NEVER HEARD OF IT BUT IT LOOKS INTERESTING

Astana…..capital of Kazakhstan.

More pics at link.

astana
European cities are all about charm and character – shimmering skylines are not really our style. North America do them pretty well – New York, LA, Toronto – and Asia has some beauties – think Singapore and Hong Kong – but Europe? Not so much.

There is one (almost) on our doorstep, however. And it’s poised – rather unexpectedly – to be the next hot destinations for travellers in search of a more adventurous city break.

Why should I go?

Kazakhstan’s glittering capital is already regarded in niche travel circles for its captivating architecture, with the skyline increasingly filling with ambitious, space-age skyscrapers and monuments, including the 150-metre Bayterek Tower and the Palace of Peace and Reconciliation, designed by acclaimed British architect Norman Foster. But it is now taking a confident step towards showcasing its cityscape to the world.

The announcement that two major global hotel chains are setting up shop in the city – ahead of the imminent Expo 2017 world fair – suddenly make the central Asian city feel a little closer.

Sure, Kazakhstan is not on many British bucket lists, but the Ritz Carlton and St Regis think that might be about to change.

The former promises 157 rooms clad with exotic marble and luxurious woods in downtown’s Talan Towers, while the latter, in Astana Central Park, will be home to 120 rooms in a palatial, neoclassical design. Marriott and Radisson already have properties in the city.

What even is an Expo?

Remember the World Fair that gave London its Crystal Palace in 1851? The Expos (expositions) are the modern evolution of The Great Exhibition, but maintain the same purpose: to showcase to the world the strengths and prospects of the host city or nation.

The great and good have enjoyed expositions since London’s effort – New York, Chicago and Paris, to name a few – while the modern-day expos have taken in cities such as Brisbane, Barcelona and Hanover, not to mention Plovdiv in Bulgaria, Tsukuba in Japan, and Zaragoza in Spain.

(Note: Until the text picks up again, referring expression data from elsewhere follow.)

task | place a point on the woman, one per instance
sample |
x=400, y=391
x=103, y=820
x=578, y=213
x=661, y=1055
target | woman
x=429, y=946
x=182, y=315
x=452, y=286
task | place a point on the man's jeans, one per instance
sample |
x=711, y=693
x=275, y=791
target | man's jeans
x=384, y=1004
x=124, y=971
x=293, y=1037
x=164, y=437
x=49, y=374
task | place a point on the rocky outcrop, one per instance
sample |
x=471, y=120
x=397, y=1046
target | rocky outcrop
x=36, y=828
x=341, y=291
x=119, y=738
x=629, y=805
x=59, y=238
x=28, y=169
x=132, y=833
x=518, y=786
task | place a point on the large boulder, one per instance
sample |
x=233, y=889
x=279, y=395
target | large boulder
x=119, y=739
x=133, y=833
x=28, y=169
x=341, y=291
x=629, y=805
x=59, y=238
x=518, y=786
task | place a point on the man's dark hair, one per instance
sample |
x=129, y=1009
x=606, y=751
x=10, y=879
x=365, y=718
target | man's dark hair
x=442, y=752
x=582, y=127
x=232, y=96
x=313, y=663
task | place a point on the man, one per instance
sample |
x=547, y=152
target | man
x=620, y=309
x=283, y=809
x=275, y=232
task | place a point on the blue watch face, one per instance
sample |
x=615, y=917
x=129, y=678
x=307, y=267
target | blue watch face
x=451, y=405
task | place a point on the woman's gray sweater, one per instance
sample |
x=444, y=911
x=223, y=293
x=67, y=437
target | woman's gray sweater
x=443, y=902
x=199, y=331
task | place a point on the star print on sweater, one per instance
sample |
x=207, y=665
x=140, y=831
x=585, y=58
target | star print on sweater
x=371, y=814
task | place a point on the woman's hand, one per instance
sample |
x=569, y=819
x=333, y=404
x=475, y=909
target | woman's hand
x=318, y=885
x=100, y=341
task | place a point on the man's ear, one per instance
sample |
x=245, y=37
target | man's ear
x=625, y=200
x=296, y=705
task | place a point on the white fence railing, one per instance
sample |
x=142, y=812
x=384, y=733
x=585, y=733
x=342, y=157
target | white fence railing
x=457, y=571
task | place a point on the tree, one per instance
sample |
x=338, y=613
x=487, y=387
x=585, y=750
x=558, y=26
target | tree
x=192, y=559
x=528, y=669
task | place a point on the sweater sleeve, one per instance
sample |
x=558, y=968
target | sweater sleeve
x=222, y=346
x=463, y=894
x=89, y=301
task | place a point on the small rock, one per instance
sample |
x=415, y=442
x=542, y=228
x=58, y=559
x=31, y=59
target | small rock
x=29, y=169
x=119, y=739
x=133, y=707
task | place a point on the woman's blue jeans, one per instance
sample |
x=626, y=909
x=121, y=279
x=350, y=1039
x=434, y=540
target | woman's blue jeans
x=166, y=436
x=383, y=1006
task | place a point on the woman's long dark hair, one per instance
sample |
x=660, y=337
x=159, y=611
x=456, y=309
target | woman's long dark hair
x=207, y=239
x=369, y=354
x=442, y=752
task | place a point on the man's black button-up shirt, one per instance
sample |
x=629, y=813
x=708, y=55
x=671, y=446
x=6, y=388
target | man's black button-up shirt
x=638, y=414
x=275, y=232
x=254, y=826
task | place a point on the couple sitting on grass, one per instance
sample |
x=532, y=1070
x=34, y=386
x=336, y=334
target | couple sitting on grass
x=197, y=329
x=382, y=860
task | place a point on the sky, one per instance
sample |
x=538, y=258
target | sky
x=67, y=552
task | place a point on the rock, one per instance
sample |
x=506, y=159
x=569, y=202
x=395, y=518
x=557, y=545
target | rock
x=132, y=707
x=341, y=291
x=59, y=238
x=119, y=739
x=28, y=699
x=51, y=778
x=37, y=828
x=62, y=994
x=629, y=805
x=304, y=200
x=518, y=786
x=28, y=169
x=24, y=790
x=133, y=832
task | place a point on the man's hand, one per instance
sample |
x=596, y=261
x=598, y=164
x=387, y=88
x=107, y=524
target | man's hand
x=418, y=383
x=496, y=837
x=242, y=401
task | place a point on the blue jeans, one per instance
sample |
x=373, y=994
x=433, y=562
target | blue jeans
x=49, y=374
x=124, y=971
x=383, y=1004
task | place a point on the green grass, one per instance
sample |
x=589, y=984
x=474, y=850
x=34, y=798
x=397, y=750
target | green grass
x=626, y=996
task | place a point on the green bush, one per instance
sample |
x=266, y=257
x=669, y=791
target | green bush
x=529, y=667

The latter were all “specialised expos” focussing on a particular topic, such as sustainability or technology, as is Astana’s, with “future energy” at the centre of the celebrations.

Kazakhstan’s president, Nursultan Nazarbayev, is keen for Expo 2017 to be the beginning of Astana’s future. For it, he ordered the construction of the Khan Shatyr Entertainment Centre, also designed by Norman Foster and his firm, a miniature golf course, a river, a beach resort and a monorail.

A number of the world’s exposition have left indelible marks on their host cities – Brussels retains its Atomium, The Space needle still stands in Seattle, while Shanghai’s China pavilion, built for Expo 2010, is today the China Art Museum.

Dubai is next in line to host the next Expo in 2020, while Lodz in Poland is competing with Minneapolis, Rio and Buenos Aires for the following event.

Why else might you visit Astana?

Beyond the impressive architecture, Astana boasts a rich Soviet history. The city’s old centre still harbours a “Soviet atmosphere”, according to the Kazakh tourist board. There is also an ornate theatre named after Russian author Maxim Gorky.

Visiting in 2008 for Telegraph Travel, James Mackintosh found the city on the cusp of change.

“For all its grand pretensions, Astana retains something of the Russian and Soviet steppe trading post of its roots,” he wrote. “Traces of elegant, pastel-coloured, tsarist merchant mansions; the bustle of the dusty streets; the familiar Soviet grid-avenues lined with birch trees and ugly 1950s housing blocks; the cosy but elegant Russian drama theatre; the ubiquitous circus.

“Placid, gold-toothed women sit all day at street stalls selling raspberries, cucumbers and varieties of forest berries in cut-off plastic bottles. Astana girls, miniskirted and flirtatious, Russian blondes and oriental-looking Kazakhs, cling giggling together like natural-born cousins.

“At Line Brew, a Belgian pub quirkily designed as a Crusader castle, a Nordic-looking family and friends are swilling back lager. They speak Russian but this scene could be anywhere in Germany. They are Volga Germans, shunted by Stalin to this backwater many decades ago. We’re at the heart of Central Asia but, the paradox is that much of the culture is European.”